The Israel voices were read by members of Jewish Voice for Peace, a self-described pro-Israel peace organization. So pro-Israel, in fact, that the Anti-Defamation League recently rated them as one of the “Top 10 Anti-Israel Groups In America”.
The highlight of the service of mourning were the lamentations, in which the congregation listed a serious of grievance, followed by “How much longer, O Holy One, how much longer!” The lamentations, it should go without saying, were mostly concerned with deaths in one region.
- “How much longer do children of Gaza have to endure the ravages of war, trauma, terror, and confusion, wondering what they did to deserve such fear and dread?”

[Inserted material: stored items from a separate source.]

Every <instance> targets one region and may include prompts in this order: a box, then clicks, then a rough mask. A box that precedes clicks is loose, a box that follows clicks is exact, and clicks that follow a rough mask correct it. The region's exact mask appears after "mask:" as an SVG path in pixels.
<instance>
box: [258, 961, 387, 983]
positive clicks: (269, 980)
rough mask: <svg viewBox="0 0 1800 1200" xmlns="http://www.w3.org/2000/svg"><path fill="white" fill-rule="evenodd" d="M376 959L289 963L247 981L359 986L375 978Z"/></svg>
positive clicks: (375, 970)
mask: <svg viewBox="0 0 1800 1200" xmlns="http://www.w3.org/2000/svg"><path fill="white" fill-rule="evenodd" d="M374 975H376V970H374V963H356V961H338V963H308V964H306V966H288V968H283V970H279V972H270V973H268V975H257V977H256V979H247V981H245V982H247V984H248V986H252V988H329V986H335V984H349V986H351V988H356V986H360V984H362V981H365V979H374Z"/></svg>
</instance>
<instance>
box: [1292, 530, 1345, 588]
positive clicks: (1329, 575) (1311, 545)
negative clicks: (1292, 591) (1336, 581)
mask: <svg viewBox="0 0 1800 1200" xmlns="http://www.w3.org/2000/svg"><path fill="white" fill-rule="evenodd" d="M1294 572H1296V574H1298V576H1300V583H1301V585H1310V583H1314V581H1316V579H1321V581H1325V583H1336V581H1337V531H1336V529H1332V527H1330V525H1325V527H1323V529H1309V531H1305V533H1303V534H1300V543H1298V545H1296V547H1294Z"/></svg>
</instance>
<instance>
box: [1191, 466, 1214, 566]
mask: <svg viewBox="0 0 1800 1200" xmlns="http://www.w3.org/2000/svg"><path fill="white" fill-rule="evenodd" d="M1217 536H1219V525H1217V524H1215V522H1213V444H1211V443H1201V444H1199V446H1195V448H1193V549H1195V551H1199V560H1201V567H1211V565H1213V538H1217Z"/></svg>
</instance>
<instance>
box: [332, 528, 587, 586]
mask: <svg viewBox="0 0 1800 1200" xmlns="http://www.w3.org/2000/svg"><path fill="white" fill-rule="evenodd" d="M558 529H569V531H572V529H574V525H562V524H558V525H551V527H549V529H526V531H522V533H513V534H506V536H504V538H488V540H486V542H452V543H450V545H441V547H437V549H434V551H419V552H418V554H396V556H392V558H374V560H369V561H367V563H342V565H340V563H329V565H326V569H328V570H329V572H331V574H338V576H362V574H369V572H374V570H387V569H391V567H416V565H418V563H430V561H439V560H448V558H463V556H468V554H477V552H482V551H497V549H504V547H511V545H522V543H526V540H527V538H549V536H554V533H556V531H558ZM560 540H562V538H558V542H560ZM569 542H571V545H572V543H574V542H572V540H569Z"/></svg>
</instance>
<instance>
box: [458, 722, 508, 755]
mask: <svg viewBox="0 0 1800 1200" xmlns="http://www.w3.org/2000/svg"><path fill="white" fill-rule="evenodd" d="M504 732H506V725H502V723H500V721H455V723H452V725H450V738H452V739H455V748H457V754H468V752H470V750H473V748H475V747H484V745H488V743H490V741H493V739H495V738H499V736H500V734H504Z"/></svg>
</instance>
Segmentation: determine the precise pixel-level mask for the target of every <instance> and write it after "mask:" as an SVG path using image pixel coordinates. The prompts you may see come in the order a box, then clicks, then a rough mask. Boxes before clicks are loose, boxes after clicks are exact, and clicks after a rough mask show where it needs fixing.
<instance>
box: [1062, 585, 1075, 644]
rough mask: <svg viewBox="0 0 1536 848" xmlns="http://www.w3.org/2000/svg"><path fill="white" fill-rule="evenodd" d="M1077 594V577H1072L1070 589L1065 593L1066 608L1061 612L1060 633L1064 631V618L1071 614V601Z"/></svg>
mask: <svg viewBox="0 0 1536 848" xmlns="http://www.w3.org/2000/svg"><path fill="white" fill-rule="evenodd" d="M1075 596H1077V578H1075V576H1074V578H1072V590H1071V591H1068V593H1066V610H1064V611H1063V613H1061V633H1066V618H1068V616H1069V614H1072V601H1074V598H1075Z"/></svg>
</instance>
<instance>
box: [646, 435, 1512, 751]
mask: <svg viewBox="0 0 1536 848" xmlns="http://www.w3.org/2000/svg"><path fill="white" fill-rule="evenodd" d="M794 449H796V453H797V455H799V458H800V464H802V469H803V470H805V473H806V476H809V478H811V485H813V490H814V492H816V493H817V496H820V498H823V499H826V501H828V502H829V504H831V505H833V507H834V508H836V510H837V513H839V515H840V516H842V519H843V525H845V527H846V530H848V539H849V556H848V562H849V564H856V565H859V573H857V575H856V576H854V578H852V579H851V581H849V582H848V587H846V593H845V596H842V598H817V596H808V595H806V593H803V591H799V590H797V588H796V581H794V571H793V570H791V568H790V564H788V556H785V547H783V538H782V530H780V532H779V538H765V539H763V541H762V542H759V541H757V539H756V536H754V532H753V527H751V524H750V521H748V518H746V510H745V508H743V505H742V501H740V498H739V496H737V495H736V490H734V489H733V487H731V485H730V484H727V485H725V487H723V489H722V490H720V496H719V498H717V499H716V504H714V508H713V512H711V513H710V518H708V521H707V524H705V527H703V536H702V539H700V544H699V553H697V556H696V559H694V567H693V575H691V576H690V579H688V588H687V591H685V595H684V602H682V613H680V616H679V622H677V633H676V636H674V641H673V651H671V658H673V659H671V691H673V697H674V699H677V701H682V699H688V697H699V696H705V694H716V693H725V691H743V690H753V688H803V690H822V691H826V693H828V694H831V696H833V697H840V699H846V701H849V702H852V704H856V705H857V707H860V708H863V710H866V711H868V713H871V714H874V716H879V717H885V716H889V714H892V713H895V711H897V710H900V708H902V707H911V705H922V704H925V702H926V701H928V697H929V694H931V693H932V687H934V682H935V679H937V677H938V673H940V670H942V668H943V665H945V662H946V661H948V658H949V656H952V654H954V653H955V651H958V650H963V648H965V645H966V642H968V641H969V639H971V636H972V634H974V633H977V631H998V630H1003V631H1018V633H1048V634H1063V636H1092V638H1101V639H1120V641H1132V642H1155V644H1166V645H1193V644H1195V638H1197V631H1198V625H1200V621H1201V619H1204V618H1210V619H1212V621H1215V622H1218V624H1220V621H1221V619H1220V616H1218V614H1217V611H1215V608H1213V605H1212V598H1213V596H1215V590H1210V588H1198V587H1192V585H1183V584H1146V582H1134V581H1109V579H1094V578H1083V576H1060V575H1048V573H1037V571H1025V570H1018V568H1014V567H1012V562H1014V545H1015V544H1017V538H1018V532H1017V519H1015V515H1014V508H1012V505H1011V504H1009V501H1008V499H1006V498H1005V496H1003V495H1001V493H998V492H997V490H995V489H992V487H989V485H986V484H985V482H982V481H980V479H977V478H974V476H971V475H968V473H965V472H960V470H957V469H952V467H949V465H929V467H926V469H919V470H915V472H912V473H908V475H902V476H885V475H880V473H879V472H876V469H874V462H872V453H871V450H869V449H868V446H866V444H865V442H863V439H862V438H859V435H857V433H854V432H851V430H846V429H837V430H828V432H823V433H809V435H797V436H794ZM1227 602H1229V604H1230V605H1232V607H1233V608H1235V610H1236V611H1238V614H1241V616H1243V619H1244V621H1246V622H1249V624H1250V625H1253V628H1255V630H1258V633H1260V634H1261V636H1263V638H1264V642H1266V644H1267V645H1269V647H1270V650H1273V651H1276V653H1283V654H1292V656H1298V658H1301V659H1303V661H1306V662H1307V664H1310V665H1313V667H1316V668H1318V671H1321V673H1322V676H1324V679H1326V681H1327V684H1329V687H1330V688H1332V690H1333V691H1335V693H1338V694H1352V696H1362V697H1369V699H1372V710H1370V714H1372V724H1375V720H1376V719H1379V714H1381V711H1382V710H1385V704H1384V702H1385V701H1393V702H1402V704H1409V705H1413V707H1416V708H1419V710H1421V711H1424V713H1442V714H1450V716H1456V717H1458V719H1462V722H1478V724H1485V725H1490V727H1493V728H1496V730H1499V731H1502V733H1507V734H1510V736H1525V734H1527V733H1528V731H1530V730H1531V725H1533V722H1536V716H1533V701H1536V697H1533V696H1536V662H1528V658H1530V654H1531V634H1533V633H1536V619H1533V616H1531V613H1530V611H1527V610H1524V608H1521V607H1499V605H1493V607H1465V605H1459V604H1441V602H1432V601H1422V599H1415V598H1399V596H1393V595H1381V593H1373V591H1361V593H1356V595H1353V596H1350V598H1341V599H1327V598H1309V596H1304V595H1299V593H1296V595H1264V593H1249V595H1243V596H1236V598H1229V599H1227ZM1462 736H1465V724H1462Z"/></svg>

- “How much longer do they have to endure the insecurity of homelessness, displacement, and the lack of basic elements of ordinary life such as water, electricity, medicine, and schooling?”
- “How much longer do parents have to search through rubble to look for children they thought were safely in a shelter, in a school?”
- “How much longer does a mother have to wail primal cries of anguish at the inhuman conditions of the blockade that are heaped upon her family?”
Credit given where credit is due, the lamentations almost, kind of included a verse that could be construed to condemn terrorism.
- “How much longer will terror grip families, towns and nations, terror that is caused by violence and by structures and systems contributing to the oppression?” [Emphasis added]
So even when terrorism is (ambiguously) denounced, there still needed to be a disclaimer that it’s basically Israel’s fault. Unfortunately, even when it comes to praying for and remembering the dead, many mainline and liberal churches can’t help but turn events dedicated to “peace” into a one-sided Israel bash-fest.